Chasles fut nommé dans certains Comités de la Convention, le plus souvent comme suppléant. Lors de la séance du 3 novembre 1792, il fut nommé comme suppléant au Comité des secours publics[4]. Le 28 janvier 1793, il fut nommé, à nouveau comme suppléant, au Comité des finances[5], puis, en juin 1793, successivement au Comité de liquidation en tant que titulaire[6], au Comité d’instruction publique comme suppléant[7], le 2 juillet 1793 il devint membre titulaire du Comité de secours publics[8]. Enfin, le 12 juillet 1793, ses collègues conventionnels le nommaient comme premier suppléant au Comité des assignats et monnaies[9].
3. Le procès de Louis XVI.
La Convention, suite à la déchéance du Roi, déclara la république dès le 22 septembre 1792 et eut tout de suite à délibérer sur le sort de l’ex roi. Dès le 25 septembre, Chasles écrivait à ses électeurs nogentais, c’est-à-dire aux membres de la société patriotique, à propos de la chute de la royauté :
« […] les aristocrates, car il y en aura toujours, voudroient vous décourager. ce sont eux qui répandent dans les villes et les campagnes mille contes qui font peur aux femmes et aux poltrons. ils disent par exemple que, la royauté étant abolie, tous les Rois de l’Europe vont fondre sur le France. je crois bien que ces Messieurs les Rois ne nous aiment guères et nous extermineroient, s’ils le pouvoient. mais il y a loin de la volonté à l’exécution. les Rois, après tout, ne font la guerre qu’avec des bras et de l’argent ; et c’est le peuple qui lui fournit des bras et de l’argent, si les rois l’avoient osé, il y a 3 ans qu’ils nous auroient mis à la raison. »[10]

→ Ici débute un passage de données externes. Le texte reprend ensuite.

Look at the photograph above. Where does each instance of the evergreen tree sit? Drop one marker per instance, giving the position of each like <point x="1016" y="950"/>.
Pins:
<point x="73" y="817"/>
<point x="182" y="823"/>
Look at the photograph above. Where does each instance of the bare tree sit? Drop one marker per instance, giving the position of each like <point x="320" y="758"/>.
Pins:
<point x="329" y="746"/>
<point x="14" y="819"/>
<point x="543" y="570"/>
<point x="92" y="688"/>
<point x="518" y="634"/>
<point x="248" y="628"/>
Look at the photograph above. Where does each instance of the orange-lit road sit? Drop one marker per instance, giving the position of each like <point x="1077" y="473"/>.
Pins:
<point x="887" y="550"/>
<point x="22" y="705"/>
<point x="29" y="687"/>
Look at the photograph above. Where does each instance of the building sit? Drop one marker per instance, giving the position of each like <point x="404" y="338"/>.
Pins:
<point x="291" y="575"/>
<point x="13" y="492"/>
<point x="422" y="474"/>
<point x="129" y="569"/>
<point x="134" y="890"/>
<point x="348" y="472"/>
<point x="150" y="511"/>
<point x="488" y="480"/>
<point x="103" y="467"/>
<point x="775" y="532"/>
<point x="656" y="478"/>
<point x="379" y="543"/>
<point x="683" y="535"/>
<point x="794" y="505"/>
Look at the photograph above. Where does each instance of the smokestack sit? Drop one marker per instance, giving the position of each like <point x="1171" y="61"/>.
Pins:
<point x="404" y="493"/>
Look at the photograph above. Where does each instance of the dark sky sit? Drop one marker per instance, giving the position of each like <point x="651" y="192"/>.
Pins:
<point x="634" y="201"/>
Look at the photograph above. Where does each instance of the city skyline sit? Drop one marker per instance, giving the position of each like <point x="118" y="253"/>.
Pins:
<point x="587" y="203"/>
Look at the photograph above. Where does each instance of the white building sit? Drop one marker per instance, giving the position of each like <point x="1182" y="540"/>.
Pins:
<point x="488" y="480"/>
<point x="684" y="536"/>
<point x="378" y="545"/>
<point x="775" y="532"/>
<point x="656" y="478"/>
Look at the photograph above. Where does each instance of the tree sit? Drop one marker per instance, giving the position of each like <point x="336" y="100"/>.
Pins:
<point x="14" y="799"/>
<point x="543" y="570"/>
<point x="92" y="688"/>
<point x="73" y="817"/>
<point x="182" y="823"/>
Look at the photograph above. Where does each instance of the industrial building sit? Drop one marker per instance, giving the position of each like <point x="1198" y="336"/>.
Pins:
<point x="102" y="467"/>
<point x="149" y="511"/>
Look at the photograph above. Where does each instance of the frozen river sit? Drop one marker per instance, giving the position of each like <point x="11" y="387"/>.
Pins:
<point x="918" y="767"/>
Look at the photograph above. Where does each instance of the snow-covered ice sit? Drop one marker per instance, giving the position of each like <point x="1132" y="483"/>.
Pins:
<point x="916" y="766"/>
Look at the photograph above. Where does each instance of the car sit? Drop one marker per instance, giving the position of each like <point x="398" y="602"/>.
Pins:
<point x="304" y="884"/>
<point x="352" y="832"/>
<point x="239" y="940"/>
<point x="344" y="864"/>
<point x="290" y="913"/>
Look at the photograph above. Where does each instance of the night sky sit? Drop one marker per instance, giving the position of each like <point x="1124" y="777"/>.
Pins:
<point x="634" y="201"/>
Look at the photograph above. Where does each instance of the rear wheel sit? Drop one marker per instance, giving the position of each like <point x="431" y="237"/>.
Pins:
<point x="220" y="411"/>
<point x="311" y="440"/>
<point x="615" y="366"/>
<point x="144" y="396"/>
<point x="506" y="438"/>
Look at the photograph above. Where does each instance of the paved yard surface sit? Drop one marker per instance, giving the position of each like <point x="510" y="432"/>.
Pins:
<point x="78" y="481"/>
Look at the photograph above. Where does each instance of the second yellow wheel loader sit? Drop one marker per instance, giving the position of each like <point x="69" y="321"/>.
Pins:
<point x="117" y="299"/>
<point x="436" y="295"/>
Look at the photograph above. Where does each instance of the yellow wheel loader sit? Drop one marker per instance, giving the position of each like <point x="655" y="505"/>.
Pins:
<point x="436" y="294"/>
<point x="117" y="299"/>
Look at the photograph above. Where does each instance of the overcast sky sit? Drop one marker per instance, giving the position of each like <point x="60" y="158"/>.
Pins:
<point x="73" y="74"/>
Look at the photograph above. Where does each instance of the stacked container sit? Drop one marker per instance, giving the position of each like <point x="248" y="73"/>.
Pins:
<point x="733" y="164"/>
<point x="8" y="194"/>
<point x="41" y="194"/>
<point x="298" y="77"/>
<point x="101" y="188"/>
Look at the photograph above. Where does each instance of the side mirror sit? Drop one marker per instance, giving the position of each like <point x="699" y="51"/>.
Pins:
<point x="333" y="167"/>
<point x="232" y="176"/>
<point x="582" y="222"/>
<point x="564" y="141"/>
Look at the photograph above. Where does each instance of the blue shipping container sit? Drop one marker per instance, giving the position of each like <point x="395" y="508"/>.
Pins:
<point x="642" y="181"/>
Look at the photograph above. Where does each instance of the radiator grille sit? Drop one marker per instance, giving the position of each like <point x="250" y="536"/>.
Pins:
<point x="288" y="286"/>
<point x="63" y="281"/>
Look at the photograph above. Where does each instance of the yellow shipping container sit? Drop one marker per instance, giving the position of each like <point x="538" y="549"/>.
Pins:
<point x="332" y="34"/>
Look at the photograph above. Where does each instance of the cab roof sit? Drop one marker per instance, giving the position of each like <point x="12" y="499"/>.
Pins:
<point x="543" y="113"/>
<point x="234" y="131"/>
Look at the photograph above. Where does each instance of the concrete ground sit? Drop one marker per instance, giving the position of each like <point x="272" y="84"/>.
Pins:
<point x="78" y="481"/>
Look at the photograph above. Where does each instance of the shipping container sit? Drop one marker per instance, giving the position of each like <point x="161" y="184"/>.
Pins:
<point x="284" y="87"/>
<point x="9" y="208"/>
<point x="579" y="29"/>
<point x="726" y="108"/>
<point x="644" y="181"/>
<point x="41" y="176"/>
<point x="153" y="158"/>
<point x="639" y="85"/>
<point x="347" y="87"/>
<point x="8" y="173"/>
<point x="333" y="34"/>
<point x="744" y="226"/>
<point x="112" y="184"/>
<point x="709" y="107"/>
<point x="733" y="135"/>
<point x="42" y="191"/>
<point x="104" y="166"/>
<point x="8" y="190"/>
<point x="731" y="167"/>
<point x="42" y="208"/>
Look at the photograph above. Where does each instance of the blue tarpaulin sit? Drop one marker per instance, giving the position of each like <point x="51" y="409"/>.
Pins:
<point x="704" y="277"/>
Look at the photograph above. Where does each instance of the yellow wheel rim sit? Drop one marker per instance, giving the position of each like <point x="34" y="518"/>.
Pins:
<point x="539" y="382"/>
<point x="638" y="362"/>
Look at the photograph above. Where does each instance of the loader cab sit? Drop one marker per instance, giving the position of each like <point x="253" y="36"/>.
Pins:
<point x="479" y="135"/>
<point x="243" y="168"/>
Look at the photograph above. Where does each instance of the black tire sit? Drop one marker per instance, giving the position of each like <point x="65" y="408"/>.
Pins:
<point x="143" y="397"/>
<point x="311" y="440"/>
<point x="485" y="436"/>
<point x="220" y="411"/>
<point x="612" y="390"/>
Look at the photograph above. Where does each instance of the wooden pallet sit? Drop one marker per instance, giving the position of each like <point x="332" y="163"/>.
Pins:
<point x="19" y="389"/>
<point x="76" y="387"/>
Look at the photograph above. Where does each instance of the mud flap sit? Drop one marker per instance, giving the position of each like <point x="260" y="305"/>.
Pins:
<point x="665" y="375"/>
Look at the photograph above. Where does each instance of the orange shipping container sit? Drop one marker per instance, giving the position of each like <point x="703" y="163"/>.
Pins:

Lors du procès de Louis XVI, Chasles intervint dès le 3 décembre 1793, faisant suite à Robespierre, Pétion, Oudot et Le Carpentier, à propos de la mise en jugement de Louis XVI. Le président, Barère de Vieuzac, rappela les trois propositions soumises aux débats de l’assemblée : « 1° Louis sera-t-il mis en état d’arrestation ? 2° Sera-t-il déclaré ennemi de la partie ? 3° Sera-t-il jugé ? » Chasles déclara : « Vous avez une vengeance à exercer : dressez un acte des délits de Louis XVI, et décrétez que sous trois jours vous prononcerez sur cet acte[11]. » De fait la Convention n’attendit pas trois jours et décréta, à la fin de cette séance, de juger le Roi.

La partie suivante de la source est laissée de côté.